Wczoraj opisałem o "schabie w warzywach"

- 2 naprawdę duuże pory, kroimy w talarki wrzucamy na patelnię dodajemy 20 dag masła (pory lubią masło) szkliwimy przez około 15-20 minut.

- schab 0,5 kg kroimy na drobną kostkę i podsmażamy (na drugiej patelni)z dodatkiem 1 łyżki oliwy

- tarkujemy pół dużego selera na grubej tarce i wrzucany do schabu, smażymy przez około 10 minut

- tarkujemy marchew na drobnej tarce;

- wszystkie składniki mieszamy w naczyniu  żaroodpornym (jeśli ktoś lubi warzywa w dużej ilości wywaru dodajemy 1 kostkę warzywną) całość przykrywamy serem żółtym (cienko krojonym) pieczemy przez 1h 30 min.

do potrawy można podać ziemniaki bądź kus kus ewentualnie ryż.
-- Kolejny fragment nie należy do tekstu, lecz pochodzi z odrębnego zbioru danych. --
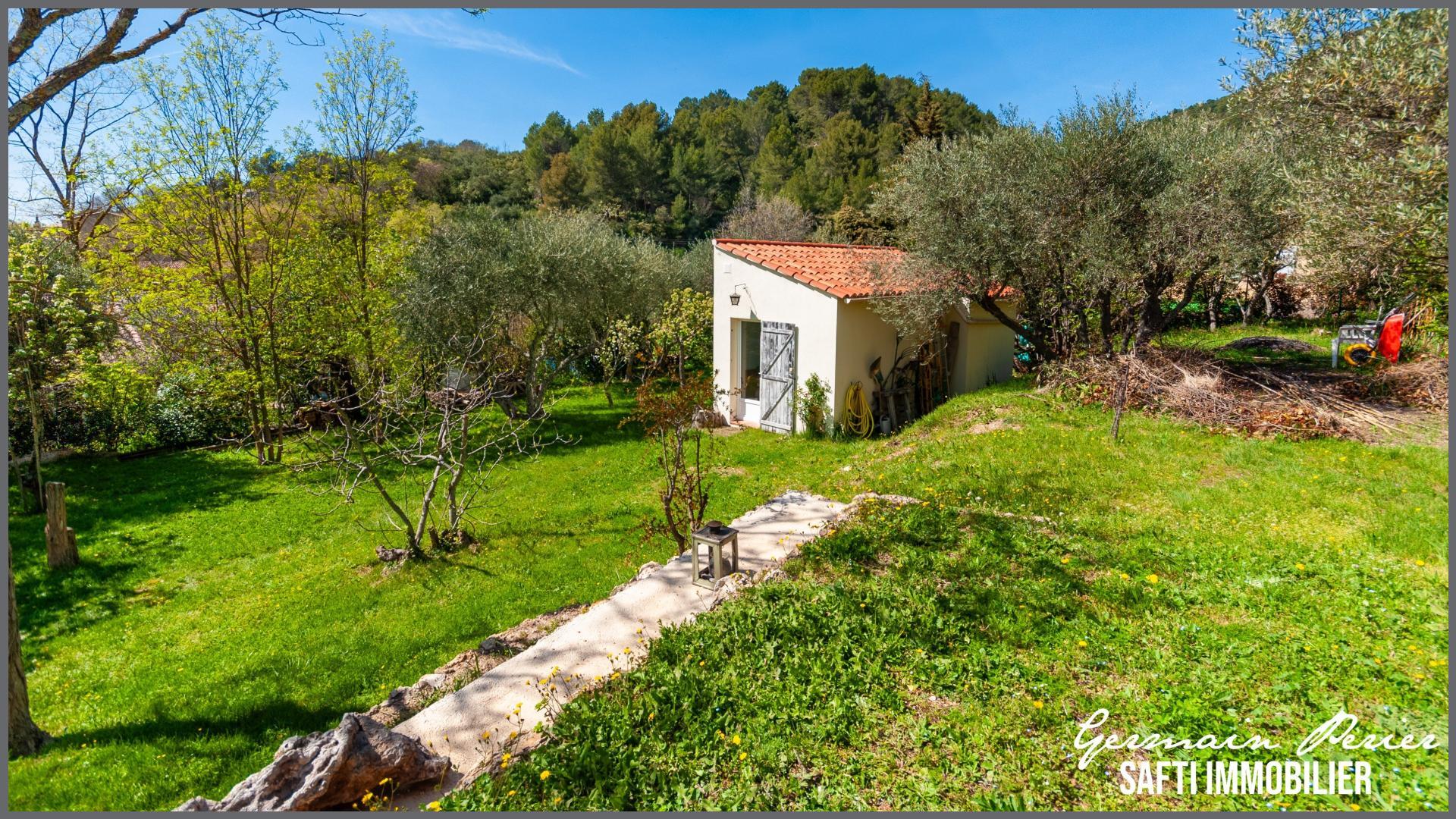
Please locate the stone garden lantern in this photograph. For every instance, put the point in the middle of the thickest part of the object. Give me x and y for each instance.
(715, 535)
Dzień minął jak szalony, a popołudniu cd. „męskich prac” tzn.  jeszcze jutro dotniemy do końca drewno opałowe z moim Tatą i mamy zapas na całą zimę. 

  • Atenka33

    Atenka33

    6 października 2009, 09:58

    jesteś tam?? Wracaj do Nas szybko !!! Pozdrawiam;)

  • hajar

    hajar

    5 października 2009, 11:35

    halo halo, jest tam kto? wiedze, ze zapadles sie tak jak ja :) pozdrawiam

  • aniula270684

    aniula270684

    21 września 2009, 17:39

    czy Pan się gdzieś zgubił?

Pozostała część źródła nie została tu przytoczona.